Parallel forward

Question

Parallel forward

neverix opened this issue 2 years ago · comments

The model's decoder right now only supports sequential decoding. This is because of the way attn_state is implemented. Parallel ~~generation~~ forward pass can be implemented by setting attn_state to None and handling all cases inside generation code

This would help solve #58

Brett Kuprel · Answer 1 · Fri Jul 15 2022 03:21:03 GMT+0800 (China Standard Time)

I'm not sure what you mean. Are you saying parallel forward over the 256 image tokens? That wouldn't work because each token depends on the previous token. And if you meant parallel over the layers that wouldn't work either since each layer depends on the previous layer's output. Maybe you meant parallel backward?

neverix · Answer 2 · Fri Jul 15 2022 04:19:00 GMT+0800 (China Standard Time)

Right now the code can't just do forward over all tokens because of the caching implementation.
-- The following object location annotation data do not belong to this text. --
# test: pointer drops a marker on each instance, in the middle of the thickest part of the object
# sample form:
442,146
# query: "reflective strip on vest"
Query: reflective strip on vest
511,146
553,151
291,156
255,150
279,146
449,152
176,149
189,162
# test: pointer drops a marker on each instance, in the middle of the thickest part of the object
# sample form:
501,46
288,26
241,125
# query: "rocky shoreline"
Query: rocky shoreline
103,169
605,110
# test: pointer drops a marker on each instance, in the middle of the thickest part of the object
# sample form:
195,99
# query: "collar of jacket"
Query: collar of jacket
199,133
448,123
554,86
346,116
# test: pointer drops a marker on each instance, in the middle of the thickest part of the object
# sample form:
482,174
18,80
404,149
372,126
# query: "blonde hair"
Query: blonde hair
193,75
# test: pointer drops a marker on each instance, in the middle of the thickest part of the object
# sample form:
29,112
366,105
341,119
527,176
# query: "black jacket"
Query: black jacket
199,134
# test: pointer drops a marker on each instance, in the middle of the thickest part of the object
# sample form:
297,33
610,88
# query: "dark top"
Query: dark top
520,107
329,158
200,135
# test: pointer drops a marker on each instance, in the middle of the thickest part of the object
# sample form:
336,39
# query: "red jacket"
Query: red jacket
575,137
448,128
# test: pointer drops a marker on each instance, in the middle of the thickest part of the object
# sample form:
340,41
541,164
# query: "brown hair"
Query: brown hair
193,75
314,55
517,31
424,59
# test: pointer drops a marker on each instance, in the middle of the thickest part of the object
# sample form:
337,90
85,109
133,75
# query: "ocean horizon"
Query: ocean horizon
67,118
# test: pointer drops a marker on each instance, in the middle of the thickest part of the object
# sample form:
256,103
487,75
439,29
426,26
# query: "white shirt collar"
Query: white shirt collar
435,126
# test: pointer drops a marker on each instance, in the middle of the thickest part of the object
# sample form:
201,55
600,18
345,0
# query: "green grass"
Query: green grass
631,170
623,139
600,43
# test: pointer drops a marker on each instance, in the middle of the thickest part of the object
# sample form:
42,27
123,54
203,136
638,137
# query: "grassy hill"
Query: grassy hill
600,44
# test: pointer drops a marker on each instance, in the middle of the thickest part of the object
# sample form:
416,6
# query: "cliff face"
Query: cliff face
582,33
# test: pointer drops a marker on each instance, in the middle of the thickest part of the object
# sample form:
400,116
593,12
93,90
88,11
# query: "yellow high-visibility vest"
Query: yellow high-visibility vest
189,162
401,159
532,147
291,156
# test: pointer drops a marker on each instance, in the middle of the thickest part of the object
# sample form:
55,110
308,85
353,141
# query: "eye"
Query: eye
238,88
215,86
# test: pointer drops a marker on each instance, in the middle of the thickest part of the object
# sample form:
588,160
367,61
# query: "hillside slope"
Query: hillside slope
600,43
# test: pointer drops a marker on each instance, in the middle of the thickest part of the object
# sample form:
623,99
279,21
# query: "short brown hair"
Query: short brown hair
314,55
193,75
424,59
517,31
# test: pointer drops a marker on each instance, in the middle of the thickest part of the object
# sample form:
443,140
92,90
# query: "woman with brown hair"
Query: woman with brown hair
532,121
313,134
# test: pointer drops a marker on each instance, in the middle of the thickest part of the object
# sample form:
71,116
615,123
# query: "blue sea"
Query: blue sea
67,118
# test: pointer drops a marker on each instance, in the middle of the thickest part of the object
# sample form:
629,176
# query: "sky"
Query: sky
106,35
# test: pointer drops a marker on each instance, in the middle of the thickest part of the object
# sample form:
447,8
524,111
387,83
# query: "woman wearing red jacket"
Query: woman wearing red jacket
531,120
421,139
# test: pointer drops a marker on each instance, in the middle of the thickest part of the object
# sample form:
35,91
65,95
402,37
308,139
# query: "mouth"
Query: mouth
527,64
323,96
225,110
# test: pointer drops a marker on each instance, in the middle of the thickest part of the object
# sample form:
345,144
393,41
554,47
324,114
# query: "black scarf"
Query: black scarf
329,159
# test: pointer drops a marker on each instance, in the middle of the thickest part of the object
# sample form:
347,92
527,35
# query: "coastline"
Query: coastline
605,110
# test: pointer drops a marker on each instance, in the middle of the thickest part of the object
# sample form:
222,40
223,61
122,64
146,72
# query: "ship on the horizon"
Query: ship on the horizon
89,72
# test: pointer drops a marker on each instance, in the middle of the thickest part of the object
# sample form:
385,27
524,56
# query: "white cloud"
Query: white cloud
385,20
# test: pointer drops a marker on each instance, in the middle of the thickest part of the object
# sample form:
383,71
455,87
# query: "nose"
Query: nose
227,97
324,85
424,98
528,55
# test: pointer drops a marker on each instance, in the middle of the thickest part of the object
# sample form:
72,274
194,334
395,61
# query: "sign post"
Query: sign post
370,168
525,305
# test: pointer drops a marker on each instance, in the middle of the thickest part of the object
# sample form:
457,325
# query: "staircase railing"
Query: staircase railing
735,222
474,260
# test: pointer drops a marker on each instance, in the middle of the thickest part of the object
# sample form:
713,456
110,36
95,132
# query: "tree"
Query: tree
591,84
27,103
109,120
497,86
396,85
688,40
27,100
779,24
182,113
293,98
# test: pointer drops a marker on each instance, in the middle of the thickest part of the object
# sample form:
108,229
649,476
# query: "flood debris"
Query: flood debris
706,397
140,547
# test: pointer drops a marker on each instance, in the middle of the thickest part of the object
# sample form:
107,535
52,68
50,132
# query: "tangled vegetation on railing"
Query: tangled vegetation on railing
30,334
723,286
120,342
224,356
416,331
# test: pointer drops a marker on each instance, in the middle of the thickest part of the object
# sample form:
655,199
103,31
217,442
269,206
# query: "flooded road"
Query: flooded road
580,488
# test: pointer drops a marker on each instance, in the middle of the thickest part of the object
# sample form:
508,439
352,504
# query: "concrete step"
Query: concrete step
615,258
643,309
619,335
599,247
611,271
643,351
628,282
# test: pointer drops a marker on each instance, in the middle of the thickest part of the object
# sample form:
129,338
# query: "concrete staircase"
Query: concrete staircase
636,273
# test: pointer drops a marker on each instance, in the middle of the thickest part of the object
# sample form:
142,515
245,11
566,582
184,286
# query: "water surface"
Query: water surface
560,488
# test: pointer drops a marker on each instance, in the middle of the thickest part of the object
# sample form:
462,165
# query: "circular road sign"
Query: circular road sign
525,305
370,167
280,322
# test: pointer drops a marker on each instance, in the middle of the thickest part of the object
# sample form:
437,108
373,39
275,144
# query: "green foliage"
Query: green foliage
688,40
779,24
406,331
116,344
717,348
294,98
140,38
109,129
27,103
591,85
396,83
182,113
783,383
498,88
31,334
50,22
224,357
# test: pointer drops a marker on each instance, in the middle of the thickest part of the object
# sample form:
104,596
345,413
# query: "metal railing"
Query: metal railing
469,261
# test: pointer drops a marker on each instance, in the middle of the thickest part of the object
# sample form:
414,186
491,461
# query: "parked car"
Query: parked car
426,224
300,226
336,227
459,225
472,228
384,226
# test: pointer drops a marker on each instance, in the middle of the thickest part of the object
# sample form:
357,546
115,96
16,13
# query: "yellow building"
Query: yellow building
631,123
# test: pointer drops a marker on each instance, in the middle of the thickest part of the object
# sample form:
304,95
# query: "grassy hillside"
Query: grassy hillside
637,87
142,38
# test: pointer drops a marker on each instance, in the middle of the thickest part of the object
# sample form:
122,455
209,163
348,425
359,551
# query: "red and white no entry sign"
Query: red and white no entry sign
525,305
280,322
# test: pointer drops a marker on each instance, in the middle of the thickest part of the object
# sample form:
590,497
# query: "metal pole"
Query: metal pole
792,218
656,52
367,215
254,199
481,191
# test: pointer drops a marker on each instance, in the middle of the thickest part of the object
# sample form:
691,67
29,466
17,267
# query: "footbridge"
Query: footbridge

It needs to run through every token instead of just masking the attention

Brett Kuprel · Answer 3 · Fri Jul 15 2022 04:43:55 GMT+0800 (China Standard Time)

Oh I see, it would be for if you wanted to do a forward pass over all tokens at once, instead of sampling one after the other.

neverix · Answer 4 · Tue Jul 19 2022 13:16:30 GMT+0800 (China Standard Time)

#80 solves this